Le statut « US persons »: des contraintes pour vos finances personnelles

Par Greg | March 12, 2019

Lorsqu’on envisage un déménagement aux USA, notamment pour les personnes qui comme moi, ont la chance de pouvoir partir avec une carte verte en poche, il faut bien avoir conscience que le statut de « US person » pourra avoir des conséquences parfois inattendues sur vos finances personnelles. Mieux vaut donc les anticiper et effectuer quelques actions avant un départ pour les USA pour mettre d’équerre toutes vos finances personnelles. Sinon, vous risquez d’avoir quelques déconvenues…

Le Statut “US persons” c’est quoi ?

Le statut « US persons for tax purposes » c’est à dire à des fins fiscales (que l’on réduira à « US persons » dans cet article ), découle directement de la mise en œuvre du FATCA (Foreign Account Tax Compliance Act). Le FATCA est une disposition législative fédérale intégrée dans le code fiscal américain et entrée en vigueur en 2014. Si à l’origine le FATCA a été adopté pour lutter contre l’évasion fiscale des contribuables américains détenant des actifs financiers en dehors des États-Unis, son impact a été largement plus important.

La spécificité de la fiscalité américaine

Si dans la plupart des législations fiscales les citoyens ne sont imposés que dans le pays du lieu de leur résidence (c’est le cas de la France par exemple), il en va tout autrement pour les citoyens américains.

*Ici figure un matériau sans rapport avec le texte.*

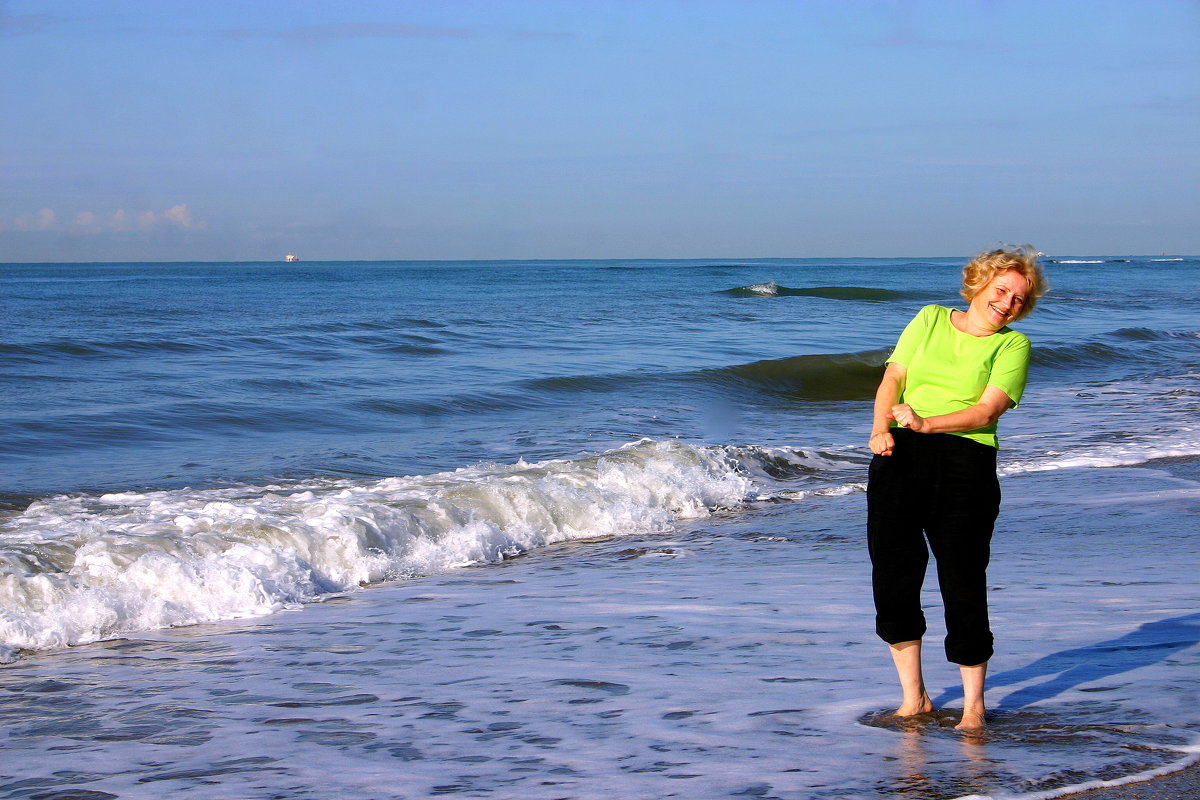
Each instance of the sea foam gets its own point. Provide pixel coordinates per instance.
(78, 569)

Quel que soit l’endroit du monde où ils vivent, les citoyens américains doivent déclarer chaque année leurs revenus à l’IRS (Internal Revenue Service, le fisc américain) et sont susceptibles d’être doublement imposés, si l’impôt payé dans leur pays de résidence s’avère être plus faible que l’impôt qu’il aurait payé s’il avait été résident américain (il faut tout de même dépasser un certain seuil de revenu pour que ces dispositions s’appliquent). Dans ce cas, le citoyen américain se voit dans l’obligation de payer la différence à l’IRS.

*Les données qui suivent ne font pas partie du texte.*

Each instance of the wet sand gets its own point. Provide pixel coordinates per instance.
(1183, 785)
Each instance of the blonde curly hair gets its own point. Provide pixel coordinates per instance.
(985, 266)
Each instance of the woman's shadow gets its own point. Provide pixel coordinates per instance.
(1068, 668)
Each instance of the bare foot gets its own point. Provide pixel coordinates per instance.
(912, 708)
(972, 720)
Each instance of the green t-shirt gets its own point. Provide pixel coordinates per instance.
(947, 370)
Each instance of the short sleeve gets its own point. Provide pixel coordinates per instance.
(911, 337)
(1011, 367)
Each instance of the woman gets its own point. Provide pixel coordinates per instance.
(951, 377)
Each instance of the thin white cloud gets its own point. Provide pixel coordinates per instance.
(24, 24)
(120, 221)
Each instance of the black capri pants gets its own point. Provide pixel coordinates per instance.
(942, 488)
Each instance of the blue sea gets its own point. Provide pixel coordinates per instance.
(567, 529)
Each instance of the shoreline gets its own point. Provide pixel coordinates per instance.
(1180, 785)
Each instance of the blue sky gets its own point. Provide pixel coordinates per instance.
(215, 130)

Or, par le passé pour éviter cette double imposition, certains citoyens américains vivant à l’étranger ou détenant des actifs financiers en dehors des États-Unis omettaient de déclarer à l’IRS les sommes perçues à l’étranger.

Pour remédier à cette situation, les Etats-Unis ont donc adopté le fameux FATCA qui oblige les banques des pays ayant conclus un accord avec les Etats-Unis à communiquer au fisc américain tous les comptes détenus par des « US persons ».

La particularité de cette loi FATCA est que cette notion de « US persons » n’est plus restreinte à la citoyenneté américaine, mais couvrent désormais les personnes suivantes :

  • les résidents aux États-Unis ;
  • les citoyens américains résidents à l’étranger ;
  • les titulaires d’une carte de résident permanent aux États-Unis (carte verte), leurs conjoints et enfants ;
  • toutes personnes, indépendamment de leur résidence ou nationalité, qui ont des biens substantiels aux États-Unis.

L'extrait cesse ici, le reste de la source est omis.